FLORIDA CITY, FL. Back in December 2025, state inspectors walked into Downstairs #1019, a convenience store on the edge of Miami-Dade County, and found the business operating without a valid 2025 food permit, a lapse that state law treats as a standalone violation under Florida Statute 500.12.
That was not the only problem waiting for them.
What Inspectors Found
The inspector's notes on the hand sink by the steam table were direct: "No soap, paper towels or hand drying device are available at the hand sink." The same sink had no hot water. Together, those two conditions meant that employees working the food service area had no functional way to wash their hands properly before handling food.
In the backroom cold holding unit, the inspector found raw shell eggs stored directly over plantains. The eggs were moved during the inspection. A bottle of hand sanitizer had also been placed on top of the sandwich cold holding unit near the espresso machine, a placement that puts a toxic substance in contact with a food-contact surface.
The permit violation carried its own weight. According to the inspector's notes, the store had submitted an application for a 2025 permit but had not yet completed payment. The inspector noted the establishment "shall remit payment of the appropriate fee within 10 days."
What These Violations Mean
Operating without a valid food permit is not a paperwork technicality. Florida's permit system exists so that regulators know which food establishments are operating, where they are, and when they were last inspected. A store running without a current permit is, in effect, operating outside the oversight system, meaning any problems that developed between permit cycles could go undetected longer.
The hand sink conditions compound that concern. When a sink lacks soap, paper towels, and hot water simultaneously, it is not a functioning hand-washing station. Employees handling ready-to-eat food near the steam table or espresso machine, with no working means to clean their hands, represent a direct transmission route for illness. The violation was corrected during the inspection, but it existed at the time inspectors arrived.
Raw shell eggs stored above ready-to-eat produce is a recognized cross-contamination hazard. Eggs can carry Salmonella on their shells. If an egg cracks or leaks while stored above plantains or other uncovered produce, the contamination transfers directly to food a customer may eat without cooking. The inspector caught and corrected this during the visit, but the arrangement existed before anyone arrived to check.
The hand sanitizer placed on top of the sandwich cold holding unit matters for a similar reason. Hand sanitizer is a chemical product not approved for contact with food surfaces. Its presence on top of a cooler holding food for sale creates a contamination risk that is easy to overlook and easy to prevent.
The Longer Record
The December 30 inspection was the fourth time Florida Department of Agriculture and Consumer Services inspectors have visited this location on record. The prior three inspections, all conducted in spring 2023, tell a notably different story.
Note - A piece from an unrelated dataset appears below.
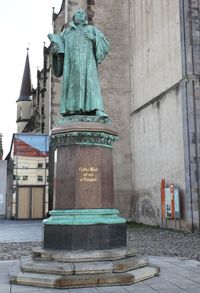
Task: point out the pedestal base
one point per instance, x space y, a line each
87 237
85 229
55 269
A routine inspection on May 2, 2023 found one violation. Two focused inspections, one on April 21 and one on May 19 of that year, found zero violations each. Those results suggested a store that, at least in 2023, was meeting basic standards without significant difficulty.
The gap between May 2023 and December 2025 is the more notable detail. More than two and a half years passed between the last inspection on record and the December visit. When inspectors returned, they found five violations, including two priority-level findings and a business operating without a current permit.
Whether the permit lapse was an administrative oversight or something longer-standing is not clear from the inspection record alone. What the record shows is that the store entered 2025 without completing the permitting process, and that inspectors found the gap on the last day of the year.
What Was and Was Not Corrected
Four of the five violations documented on December 30 were corrected on site. The inspector verified that hot water was restored to the hand sink, that soap and paper towels were provided, that the raw eggs were relocated, and that the hand sanitizer was moved away from the sandwich cooler.
The permit violation was not resolved during the inspection. It could not be. The store had submitted an application but had not paid the required fee. The inspector's notes gave the business ten days to remit payment and directed the owner to contact the state's business center.
None of the five violations were marked as repeats from prior inspections.
The store ended 2025 with an unresolved permit status and a record that, for the first time, included priority-level findings at a location that had passed its last three inspections without serious citations.